Subseasonal forecast skill of evaporative demand, soil moisture, and flash drought onset from two dynamic models over the contiguous United States

Abstract

Flash droughts are rapid developing subseasonal climate extreme events that are manifested as suddenly decreased soil moisture, driven by increased evaporative demand and/or sustained precipitation deficits. Over each climate region in the contiguous United States (CONUS), we evaluated forecast skill of weekly root-zone soil moisture (RZSM), evaporative demand (ETo), and relevant flash drought (FD) indices derived from two dynamic models (GEOSV2p1 and GEFSv12) in the Subseasonal Experiment (SubX) project between years 2000-2019 against three reference datasets: MERRA-2, NLDAS-2, and GEFSv12 reanalysis.
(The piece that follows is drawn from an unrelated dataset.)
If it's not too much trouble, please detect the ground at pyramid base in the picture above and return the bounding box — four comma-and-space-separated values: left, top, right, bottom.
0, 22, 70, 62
ETo and its forcing variables at lead week 1 have moderate to high anomaly correlation coefficient (ACC) skill (~0.70-0.95) except downwelling shortwave radiation, and by weeks 3-4 predictability was low for all forcing variables (ACC <0.5). RZSM (0-100cm) for model GEFSv12 showed high skill at lead week 1 (~0.7-0.85 ACC) in the High Plains, West, Midwest, and South CONUS regions when evaluated against GEFSv12 reanalysis but lower skill against MERRA-2 and NLDAS-2 and ACC skill are still close to 0.5 for lead weeks 3-4, better than ETo forecasts. GEFSv12 analysis has not been evaluated against in situ observations and has substantial RZSM anomaly differences when compared to NLDAS-2 and our analysis identified GEFSv12 reforecast prediction limit, which can maximally achieve ACC ~0.6 for RZSM forecasts between lead weeks 3-4. Analysis of major FD events reveal that GEFSv12 reforecast inconsistently captured the correct location of atmospheric and RZSM anomalies contributing to FD onset, suggesting the needs for improving the dynamic models’ assimilation and initialization procedures to improve subseasonal FD predictability.